Synthesis of intermediates: Iodinated pivalate (X): The condensation of 3-iodo-2-methyl-2-propenal (I) with the silylated enol ether (II) by means of Zr(O-tBu)4 and 3,3'-I2-BINOL in toluene gives the iodopentenoic acid (III), which is treated with Tips-Cl and imidazole to yield the silyl ether (IV). The reduction of (IV) by means of DIBAL in dichloromethane affords the 5-iodopenten-1-ol (V), which is oxidized by means of (COCl)2 in DMSO/dichloromethane to provide the aldehyde (VI). The Wittig condensation of (VI) with phosphorane (VII) in refluxing THF leads to the heptadienoic ester (VIII), which is reduced with DIBAL in dichloromethane giving the primary alcohol (IX). Finally this alcohol is esterified pivaloyl chloride and pyridine to affords the target iodinated pivalate (X).

Alkenylboronic acid (XV): The intermediate tetradecyl aldehyde derivative (XII) has been obtained by an already reported sequence (see scheme no. 23979101a, intermediates (I) to (XVII)) starting from decanal (XI). The reaction of aldehyde (XII) with CBr4 and PPh3 in dichloromethane gives the dibromovinyl derivative (XIII), which is treated with BuLi and Me-I in THF to yield the alkyne (XIV). Finally, this compound is condensed with catecholborane to provide the target alkenylboronic acid (XV).

Synthesis of the target compound: The condensation of the iodinated pivalate (X) with the alkenylboronic acid (XV) by means of TlOEt and Pd(PPh3)4 in hot THF gives the adduct (XVI), which is treated with DIBAL in dichloromethane to eliminate the pivaloyl group and yield the primary alcohol (XVII). The oxidation of (XVII) with MnO2 affords the aldehyde (XVIII), which is oxidized to the carboxylic acid (XIX) by means of NaClO2 in tert-butanol/water.
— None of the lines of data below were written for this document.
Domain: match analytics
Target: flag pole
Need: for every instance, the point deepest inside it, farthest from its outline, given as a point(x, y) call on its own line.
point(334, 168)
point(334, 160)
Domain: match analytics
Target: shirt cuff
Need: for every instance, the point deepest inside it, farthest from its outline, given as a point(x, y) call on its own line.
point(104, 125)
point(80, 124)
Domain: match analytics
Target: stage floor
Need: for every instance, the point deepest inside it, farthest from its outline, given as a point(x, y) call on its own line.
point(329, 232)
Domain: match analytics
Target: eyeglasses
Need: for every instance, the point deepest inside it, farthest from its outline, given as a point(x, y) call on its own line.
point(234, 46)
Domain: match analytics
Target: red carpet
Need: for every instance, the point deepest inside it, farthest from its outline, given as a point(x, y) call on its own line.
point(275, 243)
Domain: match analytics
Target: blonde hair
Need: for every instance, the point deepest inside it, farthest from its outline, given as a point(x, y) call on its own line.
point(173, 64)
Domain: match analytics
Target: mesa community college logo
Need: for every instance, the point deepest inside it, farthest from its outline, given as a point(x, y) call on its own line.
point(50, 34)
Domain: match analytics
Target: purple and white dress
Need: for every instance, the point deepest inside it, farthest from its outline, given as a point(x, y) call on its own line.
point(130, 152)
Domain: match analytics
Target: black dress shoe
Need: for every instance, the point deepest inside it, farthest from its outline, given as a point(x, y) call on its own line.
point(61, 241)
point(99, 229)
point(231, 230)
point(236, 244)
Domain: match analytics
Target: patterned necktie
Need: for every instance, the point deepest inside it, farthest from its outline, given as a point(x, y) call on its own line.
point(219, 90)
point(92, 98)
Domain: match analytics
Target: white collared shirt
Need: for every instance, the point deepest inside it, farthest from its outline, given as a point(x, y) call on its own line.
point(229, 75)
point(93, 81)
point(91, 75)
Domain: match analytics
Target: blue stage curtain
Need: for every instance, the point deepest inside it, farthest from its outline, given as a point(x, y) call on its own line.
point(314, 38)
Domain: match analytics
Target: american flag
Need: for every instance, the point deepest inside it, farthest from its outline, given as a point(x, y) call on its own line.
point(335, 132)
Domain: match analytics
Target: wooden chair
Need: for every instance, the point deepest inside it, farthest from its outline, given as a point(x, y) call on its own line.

The esterification of acid (XIX) with alcohol (XX) by means of DCC and DMAP in refluxing dichloromethane affords the ester (XXI), which is desilylated by means of HCl in THF to provide the dihydroxy compound (XXII). The oxidation of diol (XXII) first with DMP and then with NaClO2 leads to the ketoacid (XXIII), which is finally debenzylated by a treatment with BCl3 in dichloromethane to give the target Khafrefungin.